Saturday, November 25, 2006

What is the Diary of a Bum about?

I actually don't know anymore.

Originally it was some kind of journal of the things I was doing and the changes in my life that I was creating in order to facilitate my entry into my ambitions.

Before this blog, two years ago, my life was vaguely the same, but I was very different. The changes in my life and my attitudes are pretty hefty - in short, I've grown up and come a long way. I am also pleasantly surprised at who I am becoming. A wanky, self obsessed thing to say, but we bloggers are wanky and self obsessed.

Presently, I am on the path to becoming a director but I have a long way to go. I am finishing off my latest Viral Test Ad, which will be promoted on Youtube and all the other sites. (I will ask a few of you to link from your sites to the URL so that I can generate as mucg traffic as possible.)

Basically, my mission is to be a film director. I am closer to being a 'repped' director of commercials and music videos, but I am not there yet. It has been a very long journey, and there are a lot of sacrifices that I have made along the way in relation to my quality of living and lifestyle.

Anyway, I'm shooting a short promo video tonight as a favour to a friend. It's a fun few hours of work. In an underground club somewhere in greater London. And I'll cut it tomorrow.


ps. In actual fact, I don't really put very much in here anymore. And there is actually more to write about than ever.

Wednesday, November 22, 2006

I need haircut

And I need one badly.

I bring disgrace upon myself with this unruly mop on the top of my head.

My girlfriend cussed my haircut yesterday,
"I've never seen you looking worse than that. You look terrible."

Ah well.

My beautiful 22 year old girlfriend really loves me and I really love her.

Sickening really.

But the KEY to successful relationships is something I gleaned from a dear friend of mine who is now seperated from her husband.

"Finding a relationship is easy.
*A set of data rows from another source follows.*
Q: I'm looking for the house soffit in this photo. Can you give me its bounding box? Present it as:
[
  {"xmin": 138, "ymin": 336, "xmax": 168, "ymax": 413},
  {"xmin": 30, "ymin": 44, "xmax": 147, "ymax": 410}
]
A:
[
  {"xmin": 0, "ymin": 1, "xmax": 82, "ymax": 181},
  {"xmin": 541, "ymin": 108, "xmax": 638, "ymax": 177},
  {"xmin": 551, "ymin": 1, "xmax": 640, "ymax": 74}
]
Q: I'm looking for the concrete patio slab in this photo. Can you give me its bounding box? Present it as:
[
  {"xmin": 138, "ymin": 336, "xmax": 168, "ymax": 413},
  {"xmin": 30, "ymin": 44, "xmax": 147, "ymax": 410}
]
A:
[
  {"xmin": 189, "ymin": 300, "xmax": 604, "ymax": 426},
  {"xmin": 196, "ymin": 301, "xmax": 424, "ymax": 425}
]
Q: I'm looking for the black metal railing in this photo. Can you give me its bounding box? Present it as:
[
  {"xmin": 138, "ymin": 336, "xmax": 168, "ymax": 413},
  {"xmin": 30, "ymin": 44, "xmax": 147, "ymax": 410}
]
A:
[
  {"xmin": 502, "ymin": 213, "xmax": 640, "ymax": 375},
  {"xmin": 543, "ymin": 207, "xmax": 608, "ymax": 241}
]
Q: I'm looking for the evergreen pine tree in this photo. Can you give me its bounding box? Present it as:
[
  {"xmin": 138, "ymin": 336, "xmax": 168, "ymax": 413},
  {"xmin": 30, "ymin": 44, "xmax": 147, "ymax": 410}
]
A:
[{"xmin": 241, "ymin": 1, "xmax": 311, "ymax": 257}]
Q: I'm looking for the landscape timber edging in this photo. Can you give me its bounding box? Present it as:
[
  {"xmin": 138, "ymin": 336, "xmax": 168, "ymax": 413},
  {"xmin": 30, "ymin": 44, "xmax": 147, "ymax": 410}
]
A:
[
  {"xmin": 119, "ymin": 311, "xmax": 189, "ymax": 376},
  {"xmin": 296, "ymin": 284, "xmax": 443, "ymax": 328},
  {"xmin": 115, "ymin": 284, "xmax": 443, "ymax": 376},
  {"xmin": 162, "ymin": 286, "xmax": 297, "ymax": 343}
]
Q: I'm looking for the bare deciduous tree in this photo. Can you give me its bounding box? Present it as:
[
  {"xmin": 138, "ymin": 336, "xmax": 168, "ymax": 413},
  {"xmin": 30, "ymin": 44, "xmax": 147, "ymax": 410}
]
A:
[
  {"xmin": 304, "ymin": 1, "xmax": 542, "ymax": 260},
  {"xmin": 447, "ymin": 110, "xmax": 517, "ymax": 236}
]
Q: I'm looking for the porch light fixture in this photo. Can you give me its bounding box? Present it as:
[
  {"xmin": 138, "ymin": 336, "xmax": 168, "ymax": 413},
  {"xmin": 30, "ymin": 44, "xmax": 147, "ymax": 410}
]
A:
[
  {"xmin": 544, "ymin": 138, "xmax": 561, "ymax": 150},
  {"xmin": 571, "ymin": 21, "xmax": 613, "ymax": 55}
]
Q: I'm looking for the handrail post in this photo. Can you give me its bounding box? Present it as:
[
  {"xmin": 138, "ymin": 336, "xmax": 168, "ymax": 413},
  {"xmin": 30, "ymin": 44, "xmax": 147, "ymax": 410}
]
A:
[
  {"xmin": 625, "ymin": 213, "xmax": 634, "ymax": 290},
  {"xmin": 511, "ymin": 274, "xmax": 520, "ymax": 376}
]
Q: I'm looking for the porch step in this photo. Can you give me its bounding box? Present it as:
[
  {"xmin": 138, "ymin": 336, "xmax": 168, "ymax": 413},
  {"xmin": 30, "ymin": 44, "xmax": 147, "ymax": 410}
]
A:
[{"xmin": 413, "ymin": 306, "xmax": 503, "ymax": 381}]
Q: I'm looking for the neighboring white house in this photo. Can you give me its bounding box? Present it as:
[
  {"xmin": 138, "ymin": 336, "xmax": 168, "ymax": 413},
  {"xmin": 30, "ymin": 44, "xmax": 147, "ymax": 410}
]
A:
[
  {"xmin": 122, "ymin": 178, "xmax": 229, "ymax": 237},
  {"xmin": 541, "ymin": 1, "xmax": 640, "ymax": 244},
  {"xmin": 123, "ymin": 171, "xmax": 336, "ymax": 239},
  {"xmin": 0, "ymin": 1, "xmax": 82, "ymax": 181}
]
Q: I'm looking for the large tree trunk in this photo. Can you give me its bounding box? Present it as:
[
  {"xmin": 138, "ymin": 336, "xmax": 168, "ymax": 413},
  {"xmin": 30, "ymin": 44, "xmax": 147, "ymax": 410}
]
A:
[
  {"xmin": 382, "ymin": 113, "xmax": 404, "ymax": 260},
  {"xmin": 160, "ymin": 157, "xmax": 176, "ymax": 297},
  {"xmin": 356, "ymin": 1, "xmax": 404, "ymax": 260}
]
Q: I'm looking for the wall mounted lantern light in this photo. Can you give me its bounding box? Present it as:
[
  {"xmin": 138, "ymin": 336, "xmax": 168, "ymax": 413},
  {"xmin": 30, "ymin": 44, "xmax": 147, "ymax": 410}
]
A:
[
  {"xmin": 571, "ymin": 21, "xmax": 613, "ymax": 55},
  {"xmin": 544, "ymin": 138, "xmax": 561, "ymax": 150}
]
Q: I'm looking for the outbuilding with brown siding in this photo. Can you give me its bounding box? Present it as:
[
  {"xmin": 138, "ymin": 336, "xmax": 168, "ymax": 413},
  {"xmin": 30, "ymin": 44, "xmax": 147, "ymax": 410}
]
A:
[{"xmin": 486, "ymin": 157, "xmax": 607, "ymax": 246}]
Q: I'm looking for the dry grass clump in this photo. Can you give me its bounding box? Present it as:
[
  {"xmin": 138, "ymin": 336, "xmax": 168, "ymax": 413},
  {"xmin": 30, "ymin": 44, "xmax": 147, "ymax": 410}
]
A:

Keeping it is hard."

And in this instand fix world that we live in, I think the foundations for long term bliss are often missing because one or both parties are both not equiped with the neccessary mental clarity/focus/wellbeing/experience to make it work.

Anyway, the key to relationships is keeping them going. And I don't mean by just by adding 'quick-fix' from a fucking magazine.

I mean sustainable, long term skills.

For instance.

I firmly believe that couples should NOT move in together until they are married. All that watching the same TV on the couch, smelling each other's shit, quarelling about washing up blah de blah eats into any passion a relationship might have.

All of that should be saved until a firm commitment has been made. And then, only then, once you have found the 'right one' will the above frivoloties become meaningless - because a much deeper commitment has been made.

As old fashioned as it sounds, I| am deadly serious - the number of relationships I have seen destroyed because a couple moved in together. I'm not gonna even bother to explain this further because it is so fucking obvious.

So there you go.

Thinking of moving in with somebody special?


Get married first.

Monday, November 13, 2006



Last time I posted, I had just had the meeting with the director's rep who liked me. But could not sign me.

Basically, I needed more stuff on my Showreel so immediately after the meeting I started making plans.

The 'big budget' music video which I so desperately needed fell through. Postponed to next year.

The other American guy - with an even bigger budget and wicked idea... that fell through too.

But my own unfailable plan was to film a wicked little viral ad that would allow me to try a few new things and show what I could do for £200 in the park with a few friends.

This video COULD NOT FALL THROUGH, since I am the fucking boss.

To cut a long story short, I shot it 16 days after the meeting and I am in the process of editing and finishing off the special effects.

I also just came back from Belgium, where I spent three glorious days with my beautiful girlfriend in the most boring toy-town you could ever imagine.

But as miserable as it was, we found the coolest and equally shittest night club in the world. the layout and lighting system were really awesome but the DJ ket switching tunes and genres which the crowd would respond to with a cheer and 10 seconds of dancing and then they'd go back to drinking.

I suppose Europe doesn;t have such a dancing thing going on in their clubs.


Me and my girlfriend went to the highest stage in the coolest corner and showed them exactly how to do it.